Clearly written and easy to understand. The paper was generally well written and easy to follow.

缺点

Lack of engagement with prior work exploring methods for encoding structured/non-text information in language models (discussion or implementation). The focus of the work / main findings are that LLMs are not very good at encoding/reasoning over numerical/structured values such as those important in representing and reasoning over the relationship between material composition and properties. But as far as I can tell, the paper only experiments with the most naive possible input and output representations (input: encoded representation of material composition/structure; output: numerical value of property). In this scenario, it is expected that the model will not do well in leveraging encoded structure because it is essentially forced to learn from scratch, because the representation of structure being used during finetuning/testing is likely too distinct from the representation of any similar knowledge during training, where the model was largely exposed to natural language text and code. It is known that LLMs, particularly the instruction-fine tuned models used in the paper, can struggle when provided with this type of non-natural-language formatted data, due to the mismatch between distributions observed during training, finetuning and evaluation. See e.g. Fatemi et al. (2023), Hegselmann et al. 2023, Li et al. 2024, Yin et al. 2023, and other referenced work. While it would be interesting to validate this in this domain, insights from the current experimentation are limited because the experiments do not represent a realistic, good-faith setup for probing the models’ capabilities towards this end. Example methodologies that might do better would be tool use (to outsource quantitative reasoning), encoding the material structure information into code-type snippets, or even just encoding the input-output pairs as natural language questions (the Robocrys encoding gets close to this by at least encoding materials as natural language descriptions.) A single specific approach to this, RASP (Weiss et al. 2021), is discussed in the conclusions section, but not experimented with.
Limited contributions over prior work. Relationship with MatBench should be clearly characterized very early in the paper, due to the similarity. MatBench is designed to benchmark any type of model on the same task, and the main contributions of this work over MatBench are: additional input representations (since this is the main challenge in using LLMs for this type of modeling) and software to help with evaluation and converting between representation formats. Because of the limited empirical results (as discussed above), this paper mostly provides a new benchmark, which is mostly composed of existing data/representations, but not many insights based on the benchmark, or other findings demonstrating its usefulness.
Limited analysis of results. The appendix contains the beginning of some interesting analyses of the results. In particular, I would recommend moving discussion of the experimentation with tokenization to the main paper in future drafts, and elaborating. I’m very surprised that changes to the tokenization did not meaningfully improve performance.
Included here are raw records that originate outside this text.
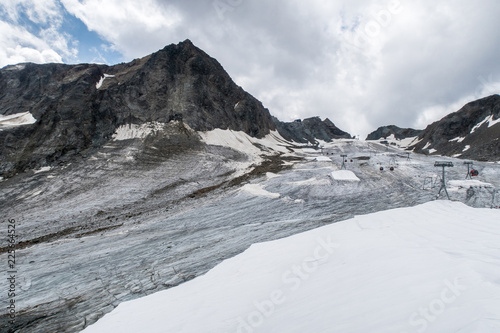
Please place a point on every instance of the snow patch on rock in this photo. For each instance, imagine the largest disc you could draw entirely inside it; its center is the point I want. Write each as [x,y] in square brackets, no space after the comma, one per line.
[18,119]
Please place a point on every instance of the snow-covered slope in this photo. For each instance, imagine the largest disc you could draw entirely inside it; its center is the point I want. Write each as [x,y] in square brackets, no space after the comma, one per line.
[434,268]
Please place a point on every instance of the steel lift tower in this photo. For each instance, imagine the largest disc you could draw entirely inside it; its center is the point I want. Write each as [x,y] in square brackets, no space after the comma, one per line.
[469,169]
[443,179]
[344,159]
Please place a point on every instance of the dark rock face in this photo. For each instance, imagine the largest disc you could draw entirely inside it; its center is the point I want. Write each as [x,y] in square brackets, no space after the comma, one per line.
[75,115]
[458,134]
[399,133]
[310,129]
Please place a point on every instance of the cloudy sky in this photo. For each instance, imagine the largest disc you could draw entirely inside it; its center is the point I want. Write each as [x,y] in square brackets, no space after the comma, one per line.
[361,63]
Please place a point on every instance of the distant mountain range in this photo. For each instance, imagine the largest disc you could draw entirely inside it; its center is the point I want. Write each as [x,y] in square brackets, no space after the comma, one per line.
[70,111]
[55,113]
[473,132]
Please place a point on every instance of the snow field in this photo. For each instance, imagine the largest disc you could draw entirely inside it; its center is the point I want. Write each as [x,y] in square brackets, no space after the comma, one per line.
[429,268]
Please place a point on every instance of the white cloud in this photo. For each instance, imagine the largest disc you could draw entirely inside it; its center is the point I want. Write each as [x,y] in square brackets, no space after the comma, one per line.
[133,28]
[40,42]
[362,63]
[18,45]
It would be interesting to see some examples of the tokenized inputs, under the default and modified settings. The encoded representations are so different than the text the default tokenizers were trained on, I would expect this to have a significant impact, and I wonder if just implementing Born & Manica (2023) was insufficient.
Discussion of limitations could be improved. This work has many limitations not included. Breadth of models compared was limited. For example, benefits of scaling are only discussed in the context of “grokking” but it’s not clear why scaling more would not help further, since it was shown to lead to improvements in the existing results. The BERT models are incredibly small (4 layers and 8 attention heads), etc.

问题

If you experimented with different prompt formats and strategies for decoder-only LLMs, could you report what you tried and whether it had any impact on results?
If not, why did you use instruction fine-tuned models, but did not fine-tune on or experiment with instruction-style input-output pairs?
Why not experiment with larger models (potentially proprietary/closed)?
Why did you choose the specific size of the BERT model?

Additional notes:

Would be helpful to add some additional highlighting in Table 2 — e.g. which representation (or MatBench model) performs best for each task? Very hard to parse visually. Also, both RMSE and ROC are reported, would be nice if it was indicated for which rows higher is better and lower is better.
Fix references to be parenthetical (e.g. \citep rather than \citet) on line 84, also various similar mistakes in the appendix.
Typo on line 332
It would be helpful if you added some concrete examples of input-output pairs to the main paper, perhaps including examples that do and do not encode locality, since a distinction there was one of your key findings. Including versions tokenized using the given tokenizers would be informative as well.
Relevant concurrent work: https://arxiv.org/abs/2409.14572

评论- Rebuttal on "limited analysis"

2024-11-27

Limited analysis of results. The appendix contains the beginning of some interesting analyses of the results. In particular, I would recommend moving discussion of the experimentation with tokenization to the main paper in future drafts, and elaborating. I’m very surprised that changes to the tokenization did not meaningfully improve performance. It would be interesting to see some examples of the tokenized inputs, under the default and modified settings. The encoded representations are so different than the text the default tokenizers were trained on, I would expect this to have a significant impact, and I wonder if just implementing Born & Manica (2023) was insufficient.

We are glad to read that some of our results surprised you. We think that this is a testament to the importance and value of our analysis. Importantly, we pretrained the BERT models from scratch with the new tokenizers. Hence "The encoded representations are so different than the text the default tokenizers were trained on" might not be fully precise. We have now included examples for tokenized representations in the revised version of the manuscript.

Discussion of limitations could be improved. This work has many limitations not included. Breadth of models compared was limited. For example, benefits of scaling are only discussed in the context of “grokking” but it’s not clear why scaling more would not help further, since it was shown to lead to improvements in the existing results. The BERT models are incredibly small (4 layers and 8 attention heads), etc.

Indeed there are limits to the work we conducted. With more than 980 training runs, we decided that we cover many of the most commonly used regimes of LLMs. This number also includes the additional scaling experiments with LLama2-7B, LLama2-13B and LLama2-70B we added in the revised version. Those scaling results underline our previous findings with only marginal benefits of scaling --- likely because the issues are deeper (as highlighted by our analysis with the hypothetical potential as well as the attention analysis).

评论- Rebuttal on "limited contributions over prior work"

2024-11-27

Limited contributions over prior work. Relationship with MatBench should be clearly characterized very early in the paper, due to the similarity. MatBench is designed to benchmark any type of model on the same task, and the main contributions of this work over MatBench are: additional input representations (since this is the main challenge in using LLMs for this type of modeling) and software to help with evaluation and converting between representation formats. Because of the limited empirical results (as discussed above), this paper mostly provides a new benchmark, which is mostly composed of existing data/representations, but not many insights based on the benchmark, or other findings demonstrating its usefulness.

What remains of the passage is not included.